Passionnante de bout en bout, cette saison brille ainsi par son écriture, qui continue de tendre un miroir à toute une génération, avec une bienveillance assortie d’une jolie impertinence, tout en touchant au vif à plusieurs reprises quand elle se livre à une analyse poussée des relations amoureuses, par le prisme de ce couple attachant car suffisamment dysfonctionnel pour encourager l’immersion.
Tainted Love
Si Love fait preuve d’une virtuosité certaine quant à son scénario, toujours inventif, et parfaitement mesuré quand il s’agit d’instaurer un savant équilibre avec comédie pure et drame concerné (mais toujours léger car jamais plombant), il s’agit aussi d’une grande série d’acteurs.

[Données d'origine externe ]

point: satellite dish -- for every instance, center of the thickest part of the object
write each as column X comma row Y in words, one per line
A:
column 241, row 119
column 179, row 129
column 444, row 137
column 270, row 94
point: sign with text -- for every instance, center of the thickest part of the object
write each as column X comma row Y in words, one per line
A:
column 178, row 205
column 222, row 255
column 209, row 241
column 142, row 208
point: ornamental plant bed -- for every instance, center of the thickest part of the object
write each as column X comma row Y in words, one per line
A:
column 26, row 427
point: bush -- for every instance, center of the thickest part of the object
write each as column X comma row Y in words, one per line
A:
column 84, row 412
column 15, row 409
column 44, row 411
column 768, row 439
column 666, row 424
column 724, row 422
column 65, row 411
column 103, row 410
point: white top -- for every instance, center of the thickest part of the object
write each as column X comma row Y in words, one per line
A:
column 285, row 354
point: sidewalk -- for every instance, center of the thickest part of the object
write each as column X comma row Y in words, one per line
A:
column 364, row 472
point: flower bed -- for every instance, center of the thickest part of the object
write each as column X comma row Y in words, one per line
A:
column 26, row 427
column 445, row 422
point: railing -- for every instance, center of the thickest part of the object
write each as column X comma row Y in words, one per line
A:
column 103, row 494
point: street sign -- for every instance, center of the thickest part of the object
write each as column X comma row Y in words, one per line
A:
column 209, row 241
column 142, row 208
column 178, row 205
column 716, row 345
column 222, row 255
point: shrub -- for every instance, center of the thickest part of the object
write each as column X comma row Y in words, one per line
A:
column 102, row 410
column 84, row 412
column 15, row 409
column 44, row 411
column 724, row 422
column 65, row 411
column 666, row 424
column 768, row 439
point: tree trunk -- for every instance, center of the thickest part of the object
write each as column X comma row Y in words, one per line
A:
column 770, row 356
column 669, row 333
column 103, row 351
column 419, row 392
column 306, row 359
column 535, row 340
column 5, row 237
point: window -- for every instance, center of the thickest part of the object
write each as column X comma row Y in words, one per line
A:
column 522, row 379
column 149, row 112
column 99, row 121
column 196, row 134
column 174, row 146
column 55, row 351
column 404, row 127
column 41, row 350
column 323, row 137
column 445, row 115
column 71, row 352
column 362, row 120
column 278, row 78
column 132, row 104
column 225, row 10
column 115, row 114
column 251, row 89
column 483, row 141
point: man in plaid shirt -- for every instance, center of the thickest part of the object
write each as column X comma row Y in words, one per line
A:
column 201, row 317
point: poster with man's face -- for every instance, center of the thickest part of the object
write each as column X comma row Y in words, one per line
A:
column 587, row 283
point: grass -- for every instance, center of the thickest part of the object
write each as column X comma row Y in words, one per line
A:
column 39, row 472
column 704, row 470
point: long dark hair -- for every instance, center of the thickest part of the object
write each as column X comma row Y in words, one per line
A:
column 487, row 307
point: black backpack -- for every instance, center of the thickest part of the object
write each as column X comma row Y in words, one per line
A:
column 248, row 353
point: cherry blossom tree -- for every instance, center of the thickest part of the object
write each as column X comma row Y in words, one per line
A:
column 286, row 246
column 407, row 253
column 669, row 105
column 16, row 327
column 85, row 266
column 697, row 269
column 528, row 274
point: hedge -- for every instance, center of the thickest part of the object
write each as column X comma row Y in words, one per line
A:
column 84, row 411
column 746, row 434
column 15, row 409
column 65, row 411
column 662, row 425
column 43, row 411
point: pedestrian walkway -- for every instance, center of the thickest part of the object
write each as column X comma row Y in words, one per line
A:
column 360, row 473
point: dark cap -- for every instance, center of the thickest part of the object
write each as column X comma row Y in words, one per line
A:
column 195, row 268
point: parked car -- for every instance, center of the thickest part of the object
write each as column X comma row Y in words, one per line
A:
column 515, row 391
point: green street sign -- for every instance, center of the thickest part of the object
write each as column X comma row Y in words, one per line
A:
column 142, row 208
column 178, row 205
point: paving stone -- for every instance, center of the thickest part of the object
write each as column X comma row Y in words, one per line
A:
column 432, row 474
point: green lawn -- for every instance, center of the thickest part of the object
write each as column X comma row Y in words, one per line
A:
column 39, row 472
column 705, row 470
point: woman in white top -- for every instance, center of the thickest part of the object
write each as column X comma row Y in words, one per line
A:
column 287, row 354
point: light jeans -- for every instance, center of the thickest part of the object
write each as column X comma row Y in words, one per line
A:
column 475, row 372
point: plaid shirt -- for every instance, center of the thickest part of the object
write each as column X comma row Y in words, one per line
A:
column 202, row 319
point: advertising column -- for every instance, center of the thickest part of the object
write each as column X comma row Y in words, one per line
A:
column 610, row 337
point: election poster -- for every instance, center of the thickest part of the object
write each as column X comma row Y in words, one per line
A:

Des comédiens tous très bien dirigés, qui peuvent s’épanouir dans un univers parfaitement construit. En vedette, la formidable Gillian Jacobs prouve à nouveau à quel point elle est douée. Son rôle étant peut-être le plus casse-gueule du lot, il convient de saluer plutôt deux dois qu’une la performance. Magnétique, sexy, charismatique, elle fait souffler le chaud et le froid avec une émotion qui marque face à un Paul Rust toujours excellent lui aussi dans les pompes d’un jeune homme sensible et attachant. Un grand bravo également à la géniale Claudia O’Doherty, qui joue Bertie la colocataire de Mickey et à tous les autres qui tiennent leurs positions et aident à définir les contours d’un microcosme dans lequel on se sent bien.
Love Hurts
Vient maintenant le moment de souligner un point qui a encouragé certaines critiques à affirmer que Love donnait le mauvais rôle à Gillian Jacobs. Sa Mickey est forte mais aussi fragile car en partie définie par ses addictions diverses. Contrairement à Gus qui lui, est plutôt équilibré de prime abord. Loin d’opter pour la facilité et arrondir les angles, la saison 2 continue de mettre en opposition les deux personnages afin de les réunir par delà leurs différences de perception d’une existence dans les deux cas plus ou moins cabossée. Alors oui c’est ici la fille qui appuie bien souvent sur le bouton qui fait que les choses dérapent. Mais n’est-ce pas un peu facile de rester à la surface en la considérant justement comme celle qui faute ? Forcément. La fin de cette deuxième saison va d’ailleurs dans ce sens en soulignant les fêlures de Gus, qui justement se trouve aussi être à la source de plusieurs désaccords qui interdisent à son couple un bonheur solide et durable. La vocation de la série étant de toute évidence d’orchestrer la douce rédemption de deux âmes perdues amenées à s’améliorer et à progresser au contact l’une de l’autre. Personne n’est gentil ou méchant. Tout le monde agit simplement en fonction de l’humeur et des sentiments du moment. Armé de ses forces et desservi par ses faiblesses. Comme tout un chacun en somme.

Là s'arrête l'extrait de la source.